乳幼児1人にかかる子育て費用は500万円前後といわれている。出産・育児の助成金を利用することで、少しでも費用的な負担を軽減したいところだ 画像提供:iofoto/PIXTA
総務省が2011年に発表した資料によると、子どもの数(15歳未満人口)は30年連続で減少しており、その数は前年に比べ9万人少ない1693万人。少子化に歯止めをかけるべく、国や地方自治体は出産・育児に関する助成金の拡充を行っているとか。

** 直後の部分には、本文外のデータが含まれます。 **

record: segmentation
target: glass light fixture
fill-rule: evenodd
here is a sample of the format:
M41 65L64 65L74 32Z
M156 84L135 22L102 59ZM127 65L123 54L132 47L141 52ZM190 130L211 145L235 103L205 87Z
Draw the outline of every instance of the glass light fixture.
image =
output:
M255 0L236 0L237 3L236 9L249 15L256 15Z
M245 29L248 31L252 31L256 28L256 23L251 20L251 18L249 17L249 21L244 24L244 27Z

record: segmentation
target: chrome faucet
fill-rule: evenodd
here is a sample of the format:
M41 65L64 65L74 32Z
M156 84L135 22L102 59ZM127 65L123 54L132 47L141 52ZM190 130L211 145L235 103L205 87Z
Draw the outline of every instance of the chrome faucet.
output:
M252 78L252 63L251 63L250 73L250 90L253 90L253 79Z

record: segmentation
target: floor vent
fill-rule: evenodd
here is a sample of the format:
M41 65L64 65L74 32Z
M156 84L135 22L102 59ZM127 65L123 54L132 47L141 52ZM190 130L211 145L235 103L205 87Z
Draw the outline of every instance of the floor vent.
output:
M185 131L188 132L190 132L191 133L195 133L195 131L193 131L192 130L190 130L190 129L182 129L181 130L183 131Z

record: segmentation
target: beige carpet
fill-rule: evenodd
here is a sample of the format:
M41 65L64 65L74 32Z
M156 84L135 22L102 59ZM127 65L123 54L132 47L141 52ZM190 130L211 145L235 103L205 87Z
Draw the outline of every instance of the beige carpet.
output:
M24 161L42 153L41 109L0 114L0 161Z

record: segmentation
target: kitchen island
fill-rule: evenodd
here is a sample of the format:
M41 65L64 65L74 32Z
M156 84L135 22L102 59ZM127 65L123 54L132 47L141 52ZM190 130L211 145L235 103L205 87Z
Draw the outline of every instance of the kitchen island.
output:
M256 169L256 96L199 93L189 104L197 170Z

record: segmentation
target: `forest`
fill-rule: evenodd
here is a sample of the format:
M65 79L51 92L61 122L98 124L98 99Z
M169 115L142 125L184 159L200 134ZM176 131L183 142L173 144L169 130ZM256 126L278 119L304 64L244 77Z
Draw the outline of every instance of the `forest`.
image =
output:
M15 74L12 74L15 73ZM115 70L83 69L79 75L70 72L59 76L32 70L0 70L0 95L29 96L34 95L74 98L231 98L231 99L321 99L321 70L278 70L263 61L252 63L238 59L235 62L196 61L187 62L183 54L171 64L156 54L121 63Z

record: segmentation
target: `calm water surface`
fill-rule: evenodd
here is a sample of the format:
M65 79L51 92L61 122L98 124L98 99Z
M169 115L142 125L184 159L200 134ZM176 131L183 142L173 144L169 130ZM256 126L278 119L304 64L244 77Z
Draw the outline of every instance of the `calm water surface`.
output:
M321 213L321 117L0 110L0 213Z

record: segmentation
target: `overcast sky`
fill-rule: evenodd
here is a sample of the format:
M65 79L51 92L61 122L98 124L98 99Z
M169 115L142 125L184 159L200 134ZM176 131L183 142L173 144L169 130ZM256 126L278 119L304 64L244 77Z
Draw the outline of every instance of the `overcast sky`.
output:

たとえば、出産時に受け取れる「出産育児一時金」は2006年以前には30万円だったが、徐々に増額され、現在は42万円に引き上げられている。ほかにも「子ども手当」の支給など、十数年前に比べると国からの出産・育児に対する金銭的な助成は数段良くなっているようだ。

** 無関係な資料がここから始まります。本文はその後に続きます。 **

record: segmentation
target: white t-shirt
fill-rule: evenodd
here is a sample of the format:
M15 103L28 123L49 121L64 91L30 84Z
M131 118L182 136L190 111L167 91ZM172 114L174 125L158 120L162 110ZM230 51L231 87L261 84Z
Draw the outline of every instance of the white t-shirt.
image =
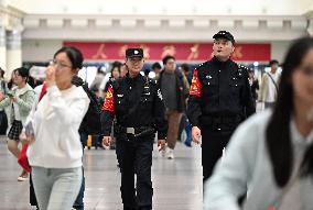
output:
M274 82L278 85L280 73L279 71L276 71L274 74L269 73L269 75L273 78ZM266 102L274 102L277 99L277 88L269 75L268 75L268 95Z
M35 102L36 103L36 102ZM34 128L35 141L28 148L31 166L74 168L82 166L83 148L78 129L89 106L82 87L60 91L47 88L46 95L34 104L26 122Z
M26 88L26 86L23 87L23 88L21 88L21 89L18 88L18 89L15 90L15 97L19 98L19 96L21 95L21 92L24 92L24 91L23 91L24 88ZM13 102L13 109L14 109L14 120L21 121L20 106L19 106L17 102Z

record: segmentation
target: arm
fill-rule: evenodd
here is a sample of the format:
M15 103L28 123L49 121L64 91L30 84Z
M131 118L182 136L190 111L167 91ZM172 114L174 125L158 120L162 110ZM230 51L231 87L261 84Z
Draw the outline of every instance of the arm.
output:
M240 210L238 198L247 192L256 165L258 143L261 141L258 140L257 126L250 125L249 120L236 130L225 156L205 184L205 210Z
M21 98L17 98L17 103L19 104L22 111L29 112L31 111L34 100L35 100L35 92L33 90L29 90L25 92L25 100Z
M115 119L114 88L111 85L109 86L108 91L106 93L101 118L104 122L102 134L105 136L110 136L111 126Z
M194 70L193 80L190 90L190 99L187 104L187 117L192 126L198 126L198 118L202 114L202 85L198 78L198 70Z
M11 99L9 97L4 97L1 101L0 101L0 109L3 109L6 107L9 107L11 104Z
M242 104L245 107L245 117L248 118L249 115L256 113L256 106L253 102L253 97L251 92L251 86L248 80L248 74L245 74L245 85L241 95Z
M155 93L153 99L153 117L158 131L158 140L165 140L168 133L168 122L165 120L165 106L161 90L155 85Z
M71 106L66 104L62 98L62 93L56 86L46 89L46 97L50 104L65 125L80 123L87 112L89 99L87 95L76 96L75 101Z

また上記のような国からの支援以外にも、地方自治体ごとに様々な補助金があるという。そこで子育て支援活動を積極的に行っているファイナンシャルプランナーのたけやきみこさんにお話を伺った。出産・育児に関する助成金が充実している地域はどこでしょうか?

「東京都の江戸川区が全国的に有名ですね。たとえば“乳児養育手当”として0歳児のいる家庭に月1万3000円を支給しているほか、私立幼稚園への入園料を8万円、保育料も月に2万6000円を限度に助成しています。ほかにも東京23区はユニークかつ手厚い助成制度が多いですよ」

実際に東京23区で調べたところ、港区では出産時に最大60万円から出産育児一時金を差し引いた額を助成。杉並区では“子育て応援券”という一時保育や親子参加行事などの有料の支援サービスに利用できる券を、出産時に1万円分受け取ることができる。こちらは周辺企業も積極的に活動に協力しているため、さまざまなサービスに利用できるようだ。

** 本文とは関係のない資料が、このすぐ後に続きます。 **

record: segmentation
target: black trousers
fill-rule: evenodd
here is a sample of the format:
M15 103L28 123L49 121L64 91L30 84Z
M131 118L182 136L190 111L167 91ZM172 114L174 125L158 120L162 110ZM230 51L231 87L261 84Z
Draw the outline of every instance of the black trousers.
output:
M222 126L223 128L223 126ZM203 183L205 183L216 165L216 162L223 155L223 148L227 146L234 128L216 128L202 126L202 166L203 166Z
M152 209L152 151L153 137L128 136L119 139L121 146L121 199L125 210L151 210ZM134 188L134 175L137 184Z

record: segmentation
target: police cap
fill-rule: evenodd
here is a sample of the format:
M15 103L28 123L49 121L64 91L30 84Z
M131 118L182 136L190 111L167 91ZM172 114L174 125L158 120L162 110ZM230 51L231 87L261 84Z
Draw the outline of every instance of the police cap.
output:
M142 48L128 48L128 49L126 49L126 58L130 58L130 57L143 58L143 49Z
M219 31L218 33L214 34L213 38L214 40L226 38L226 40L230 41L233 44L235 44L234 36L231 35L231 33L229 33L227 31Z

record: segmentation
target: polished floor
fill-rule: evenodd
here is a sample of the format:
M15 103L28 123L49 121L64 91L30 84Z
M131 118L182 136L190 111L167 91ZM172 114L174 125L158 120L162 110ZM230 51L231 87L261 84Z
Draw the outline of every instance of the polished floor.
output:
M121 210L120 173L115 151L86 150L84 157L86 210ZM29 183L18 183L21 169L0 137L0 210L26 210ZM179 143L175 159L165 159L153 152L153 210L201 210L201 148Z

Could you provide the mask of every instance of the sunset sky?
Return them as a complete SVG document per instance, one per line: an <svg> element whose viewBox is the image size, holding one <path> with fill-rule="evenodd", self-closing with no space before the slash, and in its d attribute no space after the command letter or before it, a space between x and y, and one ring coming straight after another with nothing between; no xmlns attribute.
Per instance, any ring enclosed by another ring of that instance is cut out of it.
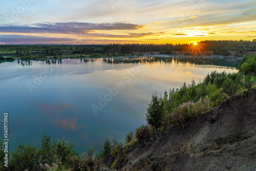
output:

ちなみに、どこか注目している地方自治体ってありますか?

「出生率を大きく上げたことで有名な島根県海士町ですね。2008年度には日本経済新聞社主催の『にっけい子育て支援大賞』を受賞し、この成功例から国からも大きな期待が寄せられています。たとえば、出産祝い金は1人目で10万円、2人目で20万円、3人目で50万円、4人目でなんと100万円が支給されます。また妊娠や出産、子どもの通院などにかかる交通費を助成してくれたり、3人目以降の保育料が無料になる助成もありますよ」

おー!それはずいぶんと手厚い子育て支援ですね。

何かとお金のかかる子育て。できることならば手厚い補助を受けたいところだ。子どもをもうける予定のある人は、“子育てに受けられる補助金”から考えてみると5年後、10年後のライフプランが立てやすいかもしれない。